21
Apr

For better or worse, a substantial number of business owners say that their employee benefits have been affected by the Affordable Care Act, according to a new poll from worldwide research organization LIMRA.

Approximately 40 percent of employers said that the ACA has impacted their retirement savings plan, the survey revealed. Additionally, 45 percent forecast that the reform law would force them to change their retirement strategy in the days to come.

LIMRA also analyzed in what way the health reform law influenced their retire savings devices. More than half – 55 percent – said they weren't paying as much, shifting some of the costs onto their workers. Approximately 42 percent indicated that they weren't paying as much attention to their framework.

Alison Salka, corporate vice president and director of the Secure Retirement Institute at LIMRA, indicated that the red tape and increased regulations that accompanied the health law have proven to be a headache for many executives.

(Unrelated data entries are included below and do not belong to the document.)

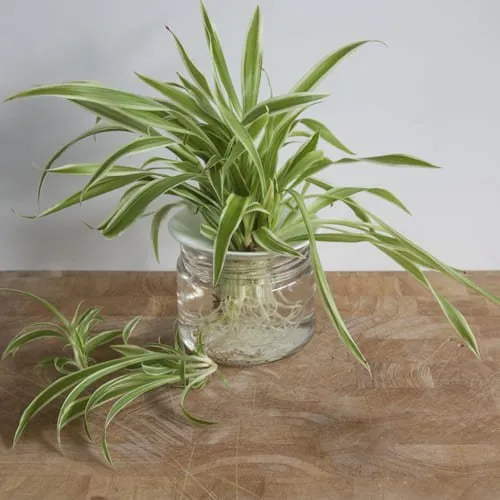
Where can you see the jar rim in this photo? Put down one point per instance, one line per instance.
(184, 226)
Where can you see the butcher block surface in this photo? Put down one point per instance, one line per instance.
(424, 425)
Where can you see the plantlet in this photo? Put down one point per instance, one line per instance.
(87, 385)
(75, 333)
(221, 152)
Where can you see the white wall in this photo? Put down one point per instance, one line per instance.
(433, 93)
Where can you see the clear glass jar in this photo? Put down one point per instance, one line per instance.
(262, 309)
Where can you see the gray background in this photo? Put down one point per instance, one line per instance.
(433, 93)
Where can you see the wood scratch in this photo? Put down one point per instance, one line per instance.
(436, 351)
(238, 486)
(194, 479)
(237, 460)
(187, 471)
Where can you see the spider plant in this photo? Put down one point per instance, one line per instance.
(136, 371)
(75, 334)
(226, 154)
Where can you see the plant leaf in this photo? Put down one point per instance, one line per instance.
(219, 60)
(132, 208)
(158, 218)
(88, 91)
(195, 73)
(129, 328)
(325, 133)
(269, 241)
(312, 78)
(101, 339)
(319, 273)
(140, 145)
(104, 186)
(63, 384)
(252, 63)
(51, 308)
(246, 140)
(22, 339)
(92, 132)
(391, 160)
(280, 104)
(230, 219)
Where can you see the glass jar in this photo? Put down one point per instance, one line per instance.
(262, 309)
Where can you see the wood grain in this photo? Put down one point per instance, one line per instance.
(314, 426)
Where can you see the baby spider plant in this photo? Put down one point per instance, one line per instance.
(87, 385)
(75, 334)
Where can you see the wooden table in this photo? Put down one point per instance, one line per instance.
(314, 426)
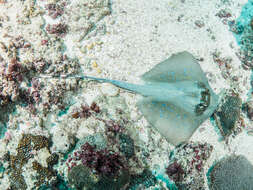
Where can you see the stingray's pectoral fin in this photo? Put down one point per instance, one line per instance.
(178, 117)
(175, 123)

"Employers have limited resources to use to manage their employees' comprehensive benefits package," said Salka. "The added complexity and costs of health care are definitely taking a toll on employers' ability to manage their retirement savings plan."

Employers who shifted some of the financial onus onto their workers were typically those with defined benefit plans. More than two-third of cost-shifting was done by businesses that provided both defined benefits and defined contributions.

How will the ACA affect businesses' future benefits spending? Most think they'll spend less. Approximately 6 in 10 said the health law would translate into committing less money toward their retirement savings devices.

To keep costs low, many business owners are opting to hold off on hiring. Approximately one-third of small firms said they aren't expanding because of the ACA, detailed in a recent survey performed by the National Small Business Association.